Run away, maybe? Far, far away?

“Sure.”

“Most of upper management are your standard go-getters, but we’ve got a couple of alpha males in Sales. Top one is Bryce Smith. He’s the main reason our numbers have stayed constant… but he’s not exactly a warm and fuzzy guy unless you’re planning to buy a million dollars worth of equipment from him. He hates criticism, he’s resistant to change, and he’s very outspoken. Just be prepared.”

I knew
allllll
about Bryce Smith. He had been around Telenexin since the beginning, and ruled his own little shadow empire through threats and intimidation. A third of the sales department loved the guy, but they tended to be the ‘let’s talk about the sales contract over a round of golf and the strip club afterwards’ crowd. A third hated his guts, but blamed all the company’s problems on every other department but their own. And the remaining third were terrified of him and wouldn’t say a damn thing for fear of losing their jobs. The rest of the company pretty much hated him, even though many grudgingly admitted he was the best salesman in the company.

“Thanks for the warning,” I said.

“You’ll do great,” he smiled, and patted me on the arm. “I’m looking forward to seeing what you came up with.”

“Thanks.”

By that time, people were filing in and taking their seats. Scott left and took his place at the head of the table, directly opposite from where I was standing in front of the screen.

Last person in was a big guy, six foot four and muscular, but with a substantial belly under his tailored suit and expensive tie. He looked like a college athlete gone to seed. He was somewhere in his late 40’s or early 50’s, rugged with thinning blond hair, a hawkish nose, and a big, booming voice – which he used the second he walked in.

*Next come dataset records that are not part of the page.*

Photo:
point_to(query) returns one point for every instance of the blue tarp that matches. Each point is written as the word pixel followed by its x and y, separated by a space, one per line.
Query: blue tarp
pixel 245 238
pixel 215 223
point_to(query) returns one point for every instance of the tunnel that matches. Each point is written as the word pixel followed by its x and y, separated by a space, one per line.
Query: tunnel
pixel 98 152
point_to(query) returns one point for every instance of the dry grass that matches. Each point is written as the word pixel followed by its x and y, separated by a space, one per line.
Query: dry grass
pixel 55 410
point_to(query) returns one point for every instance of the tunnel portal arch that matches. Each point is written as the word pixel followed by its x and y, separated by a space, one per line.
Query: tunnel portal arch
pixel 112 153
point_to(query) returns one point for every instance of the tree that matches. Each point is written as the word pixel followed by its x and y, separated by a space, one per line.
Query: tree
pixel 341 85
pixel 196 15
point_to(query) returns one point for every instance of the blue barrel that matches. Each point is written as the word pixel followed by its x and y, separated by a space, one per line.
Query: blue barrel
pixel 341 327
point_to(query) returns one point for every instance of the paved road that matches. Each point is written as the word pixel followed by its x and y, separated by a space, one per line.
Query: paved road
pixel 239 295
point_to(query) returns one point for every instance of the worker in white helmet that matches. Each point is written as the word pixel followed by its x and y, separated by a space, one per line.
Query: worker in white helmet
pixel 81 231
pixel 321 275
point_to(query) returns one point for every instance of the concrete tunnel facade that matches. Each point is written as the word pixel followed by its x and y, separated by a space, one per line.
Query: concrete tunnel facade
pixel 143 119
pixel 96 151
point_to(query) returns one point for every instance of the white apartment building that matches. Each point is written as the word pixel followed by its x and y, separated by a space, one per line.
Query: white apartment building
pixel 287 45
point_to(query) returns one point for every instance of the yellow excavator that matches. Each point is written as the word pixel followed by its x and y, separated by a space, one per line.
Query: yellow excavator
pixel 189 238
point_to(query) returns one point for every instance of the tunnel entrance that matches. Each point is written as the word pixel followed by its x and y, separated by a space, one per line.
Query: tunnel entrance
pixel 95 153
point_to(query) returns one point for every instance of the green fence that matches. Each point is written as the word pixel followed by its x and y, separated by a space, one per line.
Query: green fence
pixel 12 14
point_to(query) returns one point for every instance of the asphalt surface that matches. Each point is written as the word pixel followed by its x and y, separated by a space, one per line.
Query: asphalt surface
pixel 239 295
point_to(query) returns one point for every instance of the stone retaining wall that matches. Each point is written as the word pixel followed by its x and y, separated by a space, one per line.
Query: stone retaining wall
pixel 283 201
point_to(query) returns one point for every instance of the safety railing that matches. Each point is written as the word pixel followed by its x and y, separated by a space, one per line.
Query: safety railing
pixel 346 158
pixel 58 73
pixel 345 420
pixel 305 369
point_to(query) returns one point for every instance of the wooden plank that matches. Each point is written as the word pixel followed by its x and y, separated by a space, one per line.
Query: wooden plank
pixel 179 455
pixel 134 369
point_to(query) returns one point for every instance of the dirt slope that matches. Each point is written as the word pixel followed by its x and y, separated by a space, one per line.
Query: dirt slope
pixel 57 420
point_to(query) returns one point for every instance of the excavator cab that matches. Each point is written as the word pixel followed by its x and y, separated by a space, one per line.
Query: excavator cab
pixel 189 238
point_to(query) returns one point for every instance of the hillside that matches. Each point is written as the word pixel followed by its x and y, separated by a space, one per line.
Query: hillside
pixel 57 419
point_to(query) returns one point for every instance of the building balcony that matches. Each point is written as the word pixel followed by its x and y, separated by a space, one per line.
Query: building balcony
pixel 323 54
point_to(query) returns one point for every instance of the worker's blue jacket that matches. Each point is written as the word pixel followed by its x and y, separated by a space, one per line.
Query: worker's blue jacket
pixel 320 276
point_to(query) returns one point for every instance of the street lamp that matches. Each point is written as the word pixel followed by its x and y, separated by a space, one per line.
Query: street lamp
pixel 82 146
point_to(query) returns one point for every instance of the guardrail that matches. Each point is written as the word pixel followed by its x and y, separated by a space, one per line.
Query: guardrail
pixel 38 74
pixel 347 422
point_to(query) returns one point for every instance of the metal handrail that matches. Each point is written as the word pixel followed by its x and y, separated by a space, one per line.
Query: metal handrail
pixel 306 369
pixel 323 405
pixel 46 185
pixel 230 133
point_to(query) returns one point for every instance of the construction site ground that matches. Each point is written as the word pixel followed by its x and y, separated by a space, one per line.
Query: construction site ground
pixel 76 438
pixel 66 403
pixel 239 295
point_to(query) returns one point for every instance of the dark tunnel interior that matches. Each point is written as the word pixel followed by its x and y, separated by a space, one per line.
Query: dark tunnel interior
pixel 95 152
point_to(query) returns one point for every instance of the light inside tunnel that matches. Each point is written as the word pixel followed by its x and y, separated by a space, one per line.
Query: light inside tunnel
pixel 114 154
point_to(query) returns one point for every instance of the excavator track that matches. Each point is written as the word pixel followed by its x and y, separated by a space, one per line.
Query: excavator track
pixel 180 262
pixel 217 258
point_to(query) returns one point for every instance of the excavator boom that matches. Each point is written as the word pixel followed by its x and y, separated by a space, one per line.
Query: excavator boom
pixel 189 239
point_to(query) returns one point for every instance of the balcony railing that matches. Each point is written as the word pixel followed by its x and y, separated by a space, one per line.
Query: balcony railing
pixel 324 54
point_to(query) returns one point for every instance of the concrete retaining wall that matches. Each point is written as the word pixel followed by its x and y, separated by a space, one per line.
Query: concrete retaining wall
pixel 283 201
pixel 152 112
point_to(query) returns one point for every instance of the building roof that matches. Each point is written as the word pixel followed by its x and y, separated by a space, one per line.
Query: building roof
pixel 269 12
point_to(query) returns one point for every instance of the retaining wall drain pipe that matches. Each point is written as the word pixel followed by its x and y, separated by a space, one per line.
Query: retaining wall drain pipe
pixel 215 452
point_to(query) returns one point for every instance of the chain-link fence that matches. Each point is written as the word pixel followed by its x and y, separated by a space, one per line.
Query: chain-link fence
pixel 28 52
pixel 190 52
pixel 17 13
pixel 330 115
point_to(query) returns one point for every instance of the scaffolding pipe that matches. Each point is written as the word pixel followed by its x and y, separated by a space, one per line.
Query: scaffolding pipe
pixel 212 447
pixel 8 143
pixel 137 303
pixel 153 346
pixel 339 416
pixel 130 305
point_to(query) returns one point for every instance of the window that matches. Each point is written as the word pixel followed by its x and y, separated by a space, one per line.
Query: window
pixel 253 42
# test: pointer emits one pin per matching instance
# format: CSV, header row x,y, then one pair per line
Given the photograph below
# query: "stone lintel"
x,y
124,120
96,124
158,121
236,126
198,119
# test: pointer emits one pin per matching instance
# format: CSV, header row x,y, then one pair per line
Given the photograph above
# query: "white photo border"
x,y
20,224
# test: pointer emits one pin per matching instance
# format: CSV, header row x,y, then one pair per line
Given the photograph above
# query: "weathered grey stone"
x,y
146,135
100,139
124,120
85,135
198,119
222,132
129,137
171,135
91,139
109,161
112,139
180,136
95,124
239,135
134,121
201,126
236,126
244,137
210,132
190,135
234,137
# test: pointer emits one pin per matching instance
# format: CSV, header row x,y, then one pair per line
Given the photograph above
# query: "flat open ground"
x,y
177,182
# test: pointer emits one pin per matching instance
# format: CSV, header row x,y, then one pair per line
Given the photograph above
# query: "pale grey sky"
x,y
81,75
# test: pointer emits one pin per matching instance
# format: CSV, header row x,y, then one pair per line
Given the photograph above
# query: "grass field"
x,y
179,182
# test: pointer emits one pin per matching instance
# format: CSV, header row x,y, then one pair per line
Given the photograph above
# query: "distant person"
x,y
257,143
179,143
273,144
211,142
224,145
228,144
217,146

“This is a waste of time, Scott,” he snapped as he walked in the door. “I’ve got five SOZ’s ready to go, I’ve got another client call lined up for – ”

“Bryce,” Scott interrupted, “we’re going to listen to this presentation, especially since the research came from our own ranks.”

Bryce glanced at me as he sat down, but then looked right back at Scott. “Great, another fucking consultant. Why don’t you just pay me the money instead, and I’ll tell you the same thing I’ve been telling you for months: fire all the lazy bums sitting on their asses, put the fear of Bryce into the rest of them, and then maybe we’d get some goddamn work done around here.”

Three fourths of the table either rolled their eyes or glowered.

“Maybe that will be in the presentation,” Scott said with a thin smile, then turned to the rest of the people present. “Ladies and gentlemen, this is Lily Ross of Ross and Associates Consulting. Many of you have already met her over the course of the last week and a half. She’s conducted interviews with our staff during that time, and is here to present some solutions and insights she’s gained from our own ranks.”

“Good luck with
that,
” Bryce snorted, then peered at me closely for the first time. He frowned. “Hey… you look familiar.”

Shit.

Here it comes.

“A lot of people say that,” I said with a smile, then walked over to the laptop. “As Mr. Shaw said – ”

“Aren’t you that chick that banged that billionaire guy in the alleyway?” Bryce asked, obviously relishing the moment.